Essential oils are great. They’re inexpensive, natural, and simple to use. The benefits of using essential oils are huge. They can reduce stress and even help
you get to sleep.
Lavender: One of the most popular essential oils and most commonly used for sleep and relaxation. Not only can lavender help you to fall asleep faster but it can also improve the quality of your sleep. The Good Trade recommends rubbing 2-3 drops into your pillow or directly onto your feet, temples, and wrists.
Another option is to create a bed spray “2 cups distilled water, 1 tbsp witch hazel, and 10-20 drops of lavender. Mist lightly over your sheets and pillow before going to bed”.
Ylang Ylang: It’s an essential oil that comes from a tree that is native to Asian and South Pacific Island rainforests. It’s best known for its sedative properties and can either be added to a bath or mixed with coconut oil and rubbed into the shoulders before bed.
Marjoram: It’s best known for its stress-relieving properties and is commonly used as a sleep aid. It can be applied topically to the neck or back or added to a diffuser before bed. You can also add a few drops to the lavender bed spray mentioned above.
A bath before bed is a great relaxation tool. In fact, studies have found that bathing as part of your night routine can increase sleep quality. It is also great for soothing sore muscles and signaling to your body that it’s time to start readying for sleep. Even bathing for as little as ten minutes was found to greatly improve sleep patterns. Your bath water should be about 104 to 109 °F (40 to 43°C).
Essentially, bathing before bed works because the hot water actually changes the core body temperature. Around bedtime, the body drops in temperature. Body temperature reaches its lowest point during deep sleep. Though it may seem like taking a hot bath before bed makes no sense, it actually aids the body in regulating temperature. In bathwater of such a high temperature, the body temperature goes up.

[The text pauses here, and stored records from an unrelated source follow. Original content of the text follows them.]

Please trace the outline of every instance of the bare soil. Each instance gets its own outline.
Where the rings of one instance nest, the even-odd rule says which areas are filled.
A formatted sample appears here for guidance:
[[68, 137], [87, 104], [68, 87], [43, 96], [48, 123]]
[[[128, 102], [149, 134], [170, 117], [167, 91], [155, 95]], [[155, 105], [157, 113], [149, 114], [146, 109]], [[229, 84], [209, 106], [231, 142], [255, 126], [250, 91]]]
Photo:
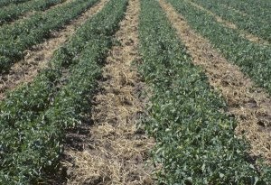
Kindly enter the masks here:
[[51, 37], [44, 42], [26, 51], [24, 59], [16, 62], [8, 74], [1, 74], [0, 100], [5, 98], [7, 90], [13, 90], [19, 85], [32, 82], [39, 71], [47, 67], [53, 52], [69, 40], [78, 27], [101, 10], [107, 1], [101, 0], [63, 29], [51, 32]]
[[251, 156], [263, 156], [271, 163], [271, 99], [264, 89], [257, 88], [238, 66], [230, 64], [211, 44], [195, 33], [182, 14], [165, 0], [162, 7], [195, 65], [201, 66], [210, 84], [226, 99], [229, 115], [238, 123], [238, 135], [245, 135], [251, 145]]
[[138, 87], [144, 84], [131, 64], [139, 60], [139, 2], [129, 1], [115, 35], [119, 44], [108, 53], [88, 134], [71, 135], [76, 144], [65, 148], [62, 164], [67, 169], [67, 184], [154, 184], [151, 167], [145, 167], [145, 162], [154, 143], [136, 126], [138, 115], [144, 111]]

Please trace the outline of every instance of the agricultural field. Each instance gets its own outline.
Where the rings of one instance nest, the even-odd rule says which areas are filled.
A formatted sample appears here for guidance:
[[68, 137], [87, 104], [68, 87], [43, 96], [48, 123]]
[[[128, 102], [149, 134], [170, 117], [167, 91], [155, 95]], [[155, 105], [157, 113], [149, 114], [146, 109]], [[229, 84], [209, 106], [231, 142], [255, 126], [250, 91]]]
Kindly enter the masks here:
[[0, 185], [271, 184], [269, 0], [0, 1]]

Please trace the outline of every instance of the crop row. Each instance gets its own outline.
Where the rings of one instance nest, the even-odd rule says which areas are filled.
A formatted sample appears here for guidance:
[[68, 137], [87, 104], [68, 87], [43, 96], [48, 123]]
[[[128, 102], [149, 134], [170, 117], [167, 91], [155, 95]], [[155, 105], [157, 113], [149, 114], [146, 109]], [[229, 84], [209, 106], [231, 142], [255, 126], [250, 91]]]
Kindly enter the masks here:
[[24, 51], [42, 42], [53, 30], [61, 28], [86, 11], [98, 0], [72, 1], [52, 8], [45, 14], [33, 14], [14, 25], [0, 28], [0, 72], [24, 56]]
[[247, 30], [252, 34], [256, 34], [260, 38], [263, 38], [271, 42], [271, 22], [264, 21], [262, 17], [266, 17], [267, 14], [262, 16], [244, 16], [238, 13], [229, 9], [214, 0], [192, 0], [193, 2], [201, 5], [204, 8], [215, 13], [222, 17], [224, 20], [232, 22], [238, 28]]
[[20, 15], [30, 11], [43, 11], [63, 2], [63, 0], [33, 0], [19, 5], [11, 5], [2, 8], [0, 12], [0, 25], [4, 23], [17, 19]]
[[[127, 0], [111, 0], [60, 48], [32, 84], [0, 104], [0, 184], [33, 184], [57, 169], [65, 129], [80, 124]], [[88, 111], [87, 111], [88, 110]]]
[[142, 1], [139, 33], [140, 71], [153, 88], [143, 123], [156, 141], [158, 184], [270, 182], [271, 169], [250, 163], [247, 143], [234, 134], [236, 121], [223, 113], [224, 100], [192, 65], [157, 1]]
[[30, 0], [1, 0], [0, 1], [0, 7], [8, 5], [10, 4], [14, 4], [14, 5], [21, 4], [21, 3], [23, 3], [23, 2], [26, 2], [26, 1], [30, 1]]
[[207, 38], [230, 62], [271, 94], [271, 47], [253, 43], [184, 1], [168, 0], [191, 27]]
[[229, 5], [237, 10], [239, 10], [247, 14], [254, 17], [260, 17], [270, 23], [271, 14], [271, 3], [269, 0], [246, 0], [246, 1], [235, 1], [235, 0], [218, 0], [218, 2]]

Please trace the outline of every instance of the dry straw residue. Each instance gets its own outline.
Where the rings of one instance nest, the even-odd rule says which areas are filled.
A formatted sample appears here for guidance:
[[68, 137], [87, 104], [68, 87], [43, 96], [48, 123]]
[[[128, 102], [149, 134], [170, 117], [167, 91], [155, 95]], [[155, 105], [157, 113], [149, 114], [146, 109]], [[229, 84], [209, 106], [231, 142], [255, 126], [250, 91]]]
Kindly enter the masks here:
[[[153, 184], [151, 167], [145, 166], [154, 141], [136, 128], [136, 116], [144, 109], [136, 95], [140, 79], [131, 62], [138, 60], [139, 0], [130, 0], [125, 19], [103, 69], [101, 92], [95, 97], [89, 128], [90, 146], [81, 152], [68, 149], [68, 184]], [[142, 85], [141, 85], [142, 86]]]
[[205, 69], [210, 84], [220, 90], [234, 115], [238, 126], [236, 133], [251, 144], [252, 156], [263, 156], [271, 163], [271, 99], [255, 87], [240, 69], [227, 61], [208, 41], [195, 33], [184, 18], [165, 0], [160, 0], [167, 17], [177, 30], [192, 61]]
[[[59, 32], [51, 33], [51, 37], [44, 42], [34, 46], [31, 51], [26, 51], [23, 60], [16, 62], [8, 74], [0, 76], [0, 100], [5, 98], [7, 90], [14, 89], [18, 85], [30, 83], [42, 69], [47, 67], [48, 61], [53, 52], [61, 46], [90, 16], [98, 13], [108, 0], [101, 0], [98, 4], [83, 13], [79, 18], [71, 21]], [[70, 2], [66, 1], [67, 3]]]

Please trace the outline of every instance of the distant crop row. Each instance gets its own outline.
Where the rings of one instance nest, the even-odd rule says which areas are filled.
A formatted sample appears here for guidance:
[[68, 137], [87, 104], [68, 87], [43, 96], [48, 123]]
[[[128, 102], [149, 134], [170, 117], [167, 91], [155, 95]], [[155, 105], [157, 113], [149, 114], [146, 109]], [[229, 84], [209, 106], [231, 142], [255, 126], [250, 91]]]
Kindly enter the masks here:
[[[239, 29], [248, 31], [260, 38], [271, 42], [271, 20], [266, 21], [265, 18], [271, 15], [271, 13], [258, 16], [244, 16], [232, 9], [223, 6], [220, 3], [214, 0], [192, 0], [202, 5], [204, 8], [210, 10], [216, 14], [221, 16], [224, 20], [235, 23]], [[271, 17], [270, 17], [271, 18]]]
[[[65, 129], [91, 108], [91, 97], [126, 0], [111, 0], [60, 48], [30, 85], [0, 104], [0, 184], [34, 184], [57, 169]], [[87, 111], [88, 110], [88, 111]]]
[[253, 43], [238, 31], [223, 26], [216, 19], [185, 1], [168, 0], [191, 27], [207, 38], [229, 61], [237, 64], [259, 87], [271, 94], [271, 47]]
[[158, 184], [267, 185], [271, 169], [250, 163], [248, 143], [234, 134], [236, 121], [221, 112], [224, 100], [192, 65], [157, 1], [142, 1], [139, 33], [140, 71], [153, 88], [143, 122], [156, 141]]
[[0, 25], [4, 23], [17, 19], [29, 11], [46, 10], [51, 5], [61, 3], [63, 0], [33, 0], [19, 5], [11, 5], [0, 11]]
[[8, 5], [10, 4], [21, 4], [26, 1], [30, 1], [30, 0], [1, 0], [0, 1], [0, 7], [3, 7], [5, 5]]
[[53, 30], [61, 29], [98, 0], [78, 0], [33, 14], [23, 22], [0, 28], [0, 72], [24, 56], [24, 51], [42, 42]]
[[270, 23], [271, 20], [271, 3], [269, 0], [218, 0], [218, 2], [229, 5], [237, 10], [244, 12], [254, 17], [260, 17]]

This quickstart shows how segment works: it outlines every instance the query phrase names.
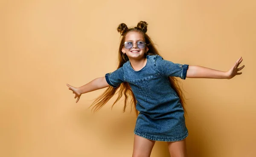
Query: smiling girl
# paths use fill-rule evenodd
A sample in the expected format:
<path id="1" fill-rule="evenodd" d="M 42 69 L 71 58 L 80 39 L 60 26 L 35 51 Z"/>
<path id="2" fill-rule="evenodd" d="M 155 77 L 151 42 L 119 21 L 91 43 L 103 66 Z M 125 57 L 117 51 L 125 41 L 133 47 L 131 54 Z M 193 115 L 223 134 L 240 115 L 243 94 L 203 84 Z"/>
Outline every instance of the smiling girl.
<path id="1" fill-rule="evenodd" d="M 82 94 L 108 87 L 92 105 L 95 111 L 118 92 L 114 104 L 124 96 L 124 111 L 131 97 L 137 116 L 133 157 L 150 157 L 156 141 L 167 142 L 171 157 L 186 157 L 185 103 L 176 77 L 231 79 L 241 74 L 238 71 L 244 66 L 238 66 L 243 59 L 239 58 L 227 71 L 165 60 L 146 34 L 147 25 L 144 21 L 130 29 L 124 23 L 119 25 L 117 30 L 122 37 L 117 70 L 79 88 L 67 86 L 76 94 L 76 103 Z"/>

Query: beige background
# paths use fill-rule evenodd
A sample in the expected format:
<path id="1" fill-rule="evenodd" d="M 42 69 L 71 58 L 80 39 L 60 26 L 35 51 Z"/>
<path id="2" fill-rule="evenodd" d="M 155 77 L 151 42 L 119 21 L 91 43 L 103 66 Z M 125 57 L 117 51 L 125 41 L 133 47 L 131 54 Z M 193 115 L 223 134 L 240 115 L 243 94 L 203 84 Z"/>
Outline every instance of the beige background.
<path id="1" fill-rule="evenodd" d="M 118 25 L 140 20 L 165 59 L 227 71 L 231 80 L 181 80 L 190 157 L 255 157 L 256 3 L 254 0 L 0 1 L 0 156 L 131 157 L 135 114 L 93 114 L 104 89 L 78 103 L 79 86 L 117 66 Z M 151 157 L 169 157 L 157 142 Z"/>

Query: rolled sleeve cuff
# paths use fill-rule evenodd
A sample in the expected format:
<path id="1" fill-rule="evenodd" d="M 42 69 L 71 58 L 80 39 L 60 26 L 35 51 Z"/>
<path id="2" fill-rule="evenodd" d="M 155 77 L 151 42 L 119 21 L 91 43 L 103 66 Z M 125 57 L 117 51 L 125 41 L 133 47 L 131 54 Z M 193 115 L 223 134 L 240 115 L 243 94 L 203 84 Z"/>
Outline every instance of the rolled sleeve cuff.
<path id="1" fill-rule="evenodd" d="M 110 74 L 111 74 L 111 73 L 108 73 L 106 74 L 105 75 L 105 78 L 106 78 L 106 80 L 107 81 L 107 82 L 108 83 L 109 85 L 114 87 L 114 88 L 116 88 L 118 86 L 113 85 L 112 83 L 111 83 L 111 81 L 110 81 L 110 80 L 109 80 L 109 75 L 110 75 Z"/>
<path id="2" fill-rule="evenodd" d="M 180 68 L 182 69 L 180 78 L 181 79 L 185 80 L 186 77 L 187 71 L 189 68 L 189 65 L 187 64 L 180 65 Z"/>

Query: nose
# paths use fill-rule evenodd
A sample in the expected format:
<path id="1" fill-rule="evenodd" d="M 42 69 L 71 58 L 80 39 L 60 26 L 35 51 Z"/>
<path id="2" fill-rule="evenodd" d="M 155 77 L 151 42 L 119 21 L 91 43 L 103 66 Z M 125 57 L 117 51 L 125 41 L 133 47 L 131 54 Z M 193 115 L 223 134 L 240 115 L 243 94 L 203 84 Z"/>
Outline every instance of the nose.
<path id="1" fill-rule="evenodd" d="M 132 48 L 138 48 L 138 46 L 137 46 L 137 43 L 132 43 Z"/>

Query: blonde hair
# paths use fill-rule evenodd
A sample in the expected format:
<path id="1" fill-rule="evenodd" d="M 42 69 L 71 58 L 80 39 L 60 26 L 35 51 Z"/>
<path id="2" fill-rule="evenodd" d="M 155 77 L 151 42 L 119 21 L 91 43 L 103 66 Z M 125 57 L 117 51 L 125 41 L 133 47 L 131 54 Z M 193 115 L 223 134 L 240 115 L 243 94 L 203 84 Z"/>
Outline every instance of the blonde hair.
<path id="1" fill-rule="evenodd" d="M 119 64 L 117 69 L 122 67 L 123 65 L 129 60 L 129 58 L 126 54 L 124 54 L 122 52 L 122 49 L 123 47 L 123 44 L 125 41 L 125 36 L 128 33 L 131 31 L 140 32 L 143 35 L 145 39 L 145 41 L 147 43 L 147 46 L 148 49 L 148 51 L 146 52 L 146 54 L 145 54 L 145 57 L 147 55 L 151 55 L 158 54 L 160 55 L 160 54 L 156 48 L 154 46 L 153 42 L 146 33 L 147 30 L 147 26 L 148 23 L 147 23 L 142 21 L 138 23 L 137 26 L 130 29 L 128 29 L 127 26 L 125 23 L 122 23 L 119 25 L 117 29 L 117 31 L 121 34 L 122 37 L 119 46 L 118 53 Z M 178 80 L 176 78 L 173 77 L 169 77 L 168 79 L 170 81 L 171 87 L 174 89 L 180 98 L 180 101 L 182 106 L 182 107 L 183 108 L 184 113 L 186 114 L 186 111 L 184 107 L 184 105 L 185 104 L 185 98 L 182 91 L 178 83 Z M 137 103 L 137 100 L 134 95 L 132 92 L 131 86 L 127 82 L 122 83 L 116 88 L 114 88 L 111 86 L 108 87 L 102 94 L 95 100 L 90 106 L 90 107 L 93 106 L 93 109 L 94 108 L 94 111 L 98 111 L 113 97 L 118 89 L 119 89 L 119 90 L 117 91 L 118 92 L 118 96 L 113 103 L 111 108 L 113 108 L 114 105 L 115 105 L 116 102 L 118 101 L 123 95 L 124 95 L 125 104 L 123 109 L 123 112 L 124 112 L 126 108 L 128 97 L 130 96 L 131 98 L 131 105 L 132 107 L 132 105 L 133 104 L 135 113 L 137 116 L 139 114 L 139 112 L 136 109 L 136 108 Z"/>

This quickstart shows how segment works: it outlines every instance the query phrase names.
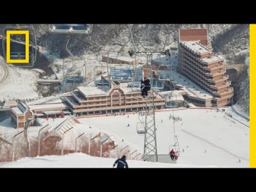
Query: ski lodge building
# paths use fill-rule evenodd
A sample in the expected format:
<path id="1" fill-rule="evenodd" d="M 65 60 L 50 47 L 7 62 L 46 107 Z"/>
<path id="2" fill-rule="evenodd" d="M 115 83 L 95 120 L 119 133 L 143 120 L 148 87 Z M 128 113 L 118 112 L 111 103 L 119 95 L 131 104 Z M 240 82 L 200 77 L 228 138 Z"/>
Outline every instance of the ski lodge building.
<path id="1" fill-rule="evenodd" d="M 179 29 L 179 72 L 213 95 L 213 107 L 229 104 L 234 95 L 231 81 L 224 68 L 225 58 L 212 52 L 207 29 Z M 188 99 L 199 104 L 204 101 Z"/>

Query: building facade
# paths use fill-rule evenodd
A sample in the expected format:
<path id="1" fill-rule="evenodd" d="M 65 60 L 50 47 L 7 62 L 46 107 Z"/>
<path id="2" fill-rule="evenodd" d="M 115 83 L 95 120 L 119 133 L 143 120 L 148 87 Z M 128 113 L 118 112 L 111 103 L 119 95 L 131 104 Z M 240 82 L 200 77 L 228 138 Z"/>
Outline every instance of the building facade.
<path id="1" fill-rule="evenodd" d="M 182 29 L 186 33 L 184 30 L 190 29 Z M 224 68 L 225 58 L 214 55 L 211 48 L 200 43 L 199 39 L 195 40 L 196 31 L 193 30 L 193 40 L 189 40 L 189 35 L 186 41 L 180 39 L 179 72 L 213 95 L 211 100 L 212 106 L 228 105 L 232 102 L 234 90 Z M 205 38 L 200 36 L 205 42 Z"/>
<path id="2" fill-rule="evenodd" d="M 16 128 L 23 128 L 28 118 L 35 119 L 40 116 L 60 115 L 63 111 L 66 111 L 68 108 L 66 104 L 62 102 L 26 105 L 20 102 L 17 107 L 11 108 L 12 124 Z"/>
<path id="3" fill-rule="evenodd" d="M 138 111 L 146 106 L 141 91 L 132 90 L 126 83 L 118 81 L 112 81 L 109 85 L 79 86 L 71 94 L 63 99 L 77 115 Z M 155 108 L 162 108 L 165 104 L 164 97 L 156 92 L 154 97 Z"/>

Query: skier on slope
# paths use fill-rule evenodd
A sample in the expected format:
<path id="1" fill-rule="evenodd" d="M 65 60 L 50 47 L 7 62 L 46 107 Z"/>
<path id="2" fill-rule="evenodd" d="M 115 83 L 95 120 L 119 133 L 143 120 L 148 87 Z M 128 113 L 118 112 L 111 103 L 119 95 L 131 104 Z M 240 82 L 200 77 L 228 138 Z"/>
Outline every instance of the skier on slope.
<path id="1" fill-rule="evenodd" d="M 123 156 L 122 158 L 116 159 L 116 161 L 115 161 L 114 164 L 113 165 L 113 168 L 114 168 L 117 164 L 116 168 L 124 168 L 125 166 L 125 168 L 128 168 L 128 164 L 125 161 L 125 159 L 126 159 L 125 156 Z"/>

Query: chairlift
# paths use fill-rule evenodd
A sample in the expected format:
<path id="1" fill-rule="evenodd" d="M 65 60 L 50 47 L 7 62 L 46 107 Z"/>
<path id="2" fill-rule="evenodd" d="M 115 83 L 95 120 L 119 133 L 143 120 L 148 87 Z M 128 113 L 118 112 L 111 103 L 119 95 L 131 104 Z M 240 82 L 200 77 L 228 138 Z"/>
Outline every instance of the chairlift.
<path id="1" fill-rule="evenodd" d="M 145 125 L 143 122 L 138 122 L 136 125 L 138 134 L 145 134 Z"/>
<path id="2" fill-rule="evenodd" d="M 28 63 L 15 63 L 16 66 L 19 66 L 19 67 L 33 67 L 34 64 L 36 60 L 36 55 L 37 55 L 37 42 L 36 42 L 36 37 L 35 30 L 33 27 L 31 26 L 8 26 L 5 27 L 3 29 L 3 36 L 4 38 L 2 40 L 2 48 L 3 51 L 3 56 L 6 60 L 6 31 L 29 31 L 29 62 Z M 17 34 L 15 36 L 17 36 L 16 40 L 11 39 L 10 44 L 17 43 L 19 44 L 25 45 L 25 43 L 23 42 L 20 42 L 20 35 L 24 35 L 23 34 Z M 25 60 L 26 59 L 26 52 L 25 51 L 17 50 L 17 49 L 12 49 L 13 46 L 10 45 L 10 58 L 11 60 Z M 16 50 L 15 50 L 16 49 Z"/>
<path id="3" fill-rule="evenodd" d="M 142 112 L 141 112 L 142 113 Z M 139 113 L 139 122 L 137 123 L 136 125 L 136 130 L 137 133 L 139 134 L 145 134 L 145 123 L 144 123 L 144 118 L 142 115 L 143 113 Z"/>
<path id="4" fill-rule="evenodd" d="M 90 34 L 93 24 L 57 24 L 50 25 L 49 31 L 58 34 Z"/>
<path id="5" fill-rule="evenodd" d="M 174 161 L 177 163 L 177 160 L 178 159 L 178 157 L 180 156 L 180 145 L 179 144 L 178 138 L 177 135 L 175 136 L 174 145 L 169 146 L 168 154 L 173 148 L 174 150 L 174 152 L 175 152 L 175 157 L 174 158 Z"/>

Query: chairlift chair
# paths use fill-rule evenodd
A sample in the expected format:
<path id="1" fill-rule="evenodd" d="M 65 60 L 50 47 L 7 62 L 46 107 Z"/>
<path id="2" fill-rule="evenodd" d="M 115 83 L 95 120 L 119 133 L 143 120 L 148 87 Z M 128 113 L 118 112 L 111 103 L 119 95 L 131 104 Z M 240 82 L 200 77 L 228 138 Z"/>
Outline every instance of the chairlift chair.
<path id="1" fill-rule="evenodd" d="M 175 156 L 177 156 L 177 157 L 179 157 L 180 156 L 180 145 L 179 144 L 179 141 L 178 141 L 177 135 L 175 136 L 175 141 L 174 145 L 169 146 L 168 154 L 170 154 L 170 152 L 172 150 L 172 149 L 174 148 L 173 150 L 174 150 L 174 152 L 175 152 Z M 174 158 L 174 159 L 176 162 L 177 160 L 177 157 Z"/>
<path id="2" fill-rule="evenodd" d="M 143 122 L 138 122 L 136 125 L 137 133 L 145 134 L 145 125 Z"/>
<path id="3" fill-rule="evenodd" d="M 56 24 L 50 25 L 49 31 L 58 34 L 90 34 L 93 24 Z"/>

Once the body temperature reaches 38 °C, it has to come down. This imitates the natural decrease in body temperature before sleep. Blood is then circulated to the extremities and the core temperature falls. This reduction in core temperature signals to the body that it’s time to start producing melatonin.
Meditation and Sleep
With such full-on days, our minds can struggle to relax. It’s vital that you relax your mind before trying to get some much-needed rest. Between 30 and
50% of adults worldwide regularly struggle to fall asleep. This difficulty in getting to sleep is most commonly linked to stress. But there’s a problem because this can turn into a vicious cycle. High stress levels can make sleeping difficult but not getting enough rest can also cause stress. It’s vital to address at least one of the issues as this will usually lead to improvements in the other.
If you struggle to get your brain to ‘turn off’, meditation might be worth a try. Essentially, mediation is a relaxation technique that is used to quiet the mind and body. Meditation addresses the stress reaction by improving the relaxation response. In the longer term, mediation can also aid in controlling the autonomic nervous system. Good control over this aspect of your nervous system can reduce how easily you are woken up by external factors.
Meditation can also increase melatonin and serotonin, reduce heart rate, and decrease blood pressure. It also activates the part of the brain which controls sleep. All of these changes are present in the beginning phases of sleep. Essentially, mediation speeds up the process by initiating these changes before you are even asleep.